Premature oxidation, (sometimes shortened to premox, or POx) is a flaw that occurs in white wines, when the presumably ageworthy wine is expected to be in good condition yet is found to be oxidised and often undrinkable. In particular the affliction has received attention in connection to incidents of whites produced in Burgundy. The afflicted vintages are predominantly from the late 1990s, and in particular those of 96, 97 and 98, until 2002. There have also been reports of premature oxidation occurring in wines from Australia, Alsace, Germany, and Bordeaux.

==Hypotheses==
Clive Coates, MW has stated that "Poorly-performing corks are the main culprits behind prematurely aged white Burgundy", while Pierre Rovani of The Wine Advocate has stated the contrary, "corks are not the issue". Allen Meadows has speculated that "based on what we know today, the most likely source of the problem is cork-related, though it appears this has been exacerbated by generally lower levels of SO_{2}", while Steve Tanzer believes it to be a combination of several factors that involve corks, global warming resulting in overripe fruit, excessive stirring of the lees, and insufficient use of sulfur dioxide. Roger Boulton, professor of UC Davis, agreed with the probability of multifactorial causality, stating, "there are likely to be both closure issues and wine chemistry issues, so looking for the [single] answer will be like missing the bus".

The French oenologists Denis Dubourdieu and Valérie Lavigne-Cruege launched a theory that with the recent trends of abstaining from the use of herbicides and letting grass grow freely in the vineyards of Burgundy, the grass competing with vines for water in conjunction with a warm vintage may cause the vines to endure extreme stress.

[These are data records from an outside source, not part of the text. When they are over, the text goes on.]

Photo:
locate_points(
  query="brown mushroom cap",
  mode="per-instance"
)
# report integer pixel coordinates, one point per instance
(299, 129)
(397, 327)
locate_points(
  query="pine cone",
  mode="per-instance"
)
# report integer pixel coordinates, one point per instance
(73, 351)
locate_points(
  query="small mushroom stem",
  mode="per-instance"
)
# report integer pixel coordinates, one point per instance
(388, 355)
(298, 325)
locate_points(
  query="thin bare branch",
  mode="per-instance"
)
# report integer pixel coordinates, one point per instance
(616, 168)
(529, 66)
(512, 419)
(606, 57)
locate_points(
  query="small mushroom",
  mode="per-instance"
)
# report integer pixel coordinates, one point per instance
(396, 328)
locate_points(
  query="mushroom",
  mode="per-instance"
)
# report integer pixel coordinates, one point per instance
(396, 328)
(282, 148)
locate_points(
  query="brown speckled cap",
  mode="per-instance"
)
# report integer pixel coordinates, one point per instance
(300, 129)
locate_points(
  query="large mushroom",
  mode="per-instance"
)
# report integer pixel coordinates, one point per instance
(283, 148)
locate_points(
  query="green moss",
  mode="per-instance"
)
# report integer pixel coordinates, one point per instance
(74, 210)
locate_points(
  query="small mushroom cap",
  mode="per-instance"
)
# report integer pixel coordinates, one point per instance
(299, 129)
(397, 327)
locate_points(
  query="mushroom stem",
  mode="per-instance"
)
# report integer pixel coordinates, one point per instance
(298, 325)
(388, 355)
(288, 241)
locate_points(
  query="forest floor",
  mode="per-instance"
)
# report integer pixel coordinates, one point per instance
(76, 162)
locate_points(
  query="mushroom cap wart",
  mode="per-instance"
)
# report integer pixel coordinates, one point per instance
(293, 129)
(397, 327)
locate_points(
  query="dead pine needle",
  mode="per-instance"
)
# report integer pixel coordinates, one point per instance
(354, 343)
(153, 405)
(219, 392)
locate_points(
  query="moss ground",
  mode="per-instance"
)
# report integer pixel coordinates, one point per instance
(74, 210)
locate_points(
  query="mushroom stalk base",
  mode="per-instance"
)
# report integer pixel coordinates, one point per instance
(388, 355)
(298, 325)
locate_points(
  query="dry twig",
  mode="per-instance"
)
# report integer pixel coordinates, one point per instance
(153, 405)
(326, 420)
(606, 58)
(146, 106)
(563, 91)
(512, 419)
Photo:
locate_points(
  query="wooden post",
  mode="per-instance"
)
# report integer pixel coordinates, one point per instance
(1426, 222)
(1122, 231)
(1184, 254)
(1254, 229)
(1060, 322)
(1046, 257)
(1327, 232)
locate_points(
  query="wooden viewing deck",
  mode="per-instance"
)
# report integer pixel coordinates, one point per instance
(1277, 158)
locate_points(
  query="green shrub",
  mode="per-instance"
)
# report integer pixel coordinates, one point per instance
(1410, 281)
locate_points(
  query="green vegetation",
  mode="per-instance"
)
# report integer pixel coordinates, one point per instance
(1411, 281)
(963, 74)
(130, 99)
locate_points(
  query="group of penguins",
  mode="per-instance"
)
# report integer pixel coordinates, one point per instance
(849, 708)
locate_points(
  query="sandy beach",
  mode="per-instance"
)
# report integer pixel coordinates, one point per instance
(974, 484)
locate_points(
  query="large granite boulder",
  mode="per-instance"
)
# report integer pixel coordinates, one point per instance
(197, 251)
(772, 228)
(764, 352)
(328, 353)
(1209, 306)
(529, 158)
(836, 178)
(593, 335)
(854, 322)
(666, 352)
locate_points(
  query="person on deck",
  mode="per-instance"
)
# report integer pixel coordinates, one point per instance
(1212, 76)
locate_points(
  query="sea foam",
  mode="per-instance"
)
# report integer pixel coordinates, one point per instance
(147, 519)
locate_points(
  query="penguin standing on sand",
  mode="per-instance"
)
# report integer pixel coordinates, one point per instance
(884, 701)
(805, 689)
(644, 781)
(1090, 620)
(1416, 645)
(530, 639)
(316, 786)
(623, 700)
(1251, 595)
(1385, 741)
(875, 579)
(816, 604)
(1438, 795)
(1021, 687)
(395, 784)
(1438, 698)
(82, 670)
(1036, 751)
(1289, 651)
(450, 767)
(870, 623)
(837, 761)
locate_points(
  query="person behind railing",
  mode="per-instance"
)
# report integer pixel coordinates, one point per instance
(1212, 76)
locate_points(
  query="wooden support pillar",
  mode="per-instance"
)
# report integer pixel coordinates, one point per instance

As a result, grapes grown on highly stressed vines may have insufficient quantities of glutathione, a compound that functions as an essential antioxidant during the fermentation process.

According to Michel Bettane, Burgundy producers reacted by taking steps to address the possible causes by heightened scrutiny of cork quality, more awareness of possible sulfur dioxide insufficiency, and a decrease of the practice of batonnage, the stirring of the lees that adds richness to the wines but also increases oxygen contact.

In December 2006, Jamie Goode published an analysis of the problem of premature oxidation in The World of Fine Wine and explores some possible solutions.

==Organic winemaking==
Premature oxidation is a risk in organic winemaking, in which a lowered sulfite content is stipulated.
Use of bâtonnage is known to increase premature oxidation.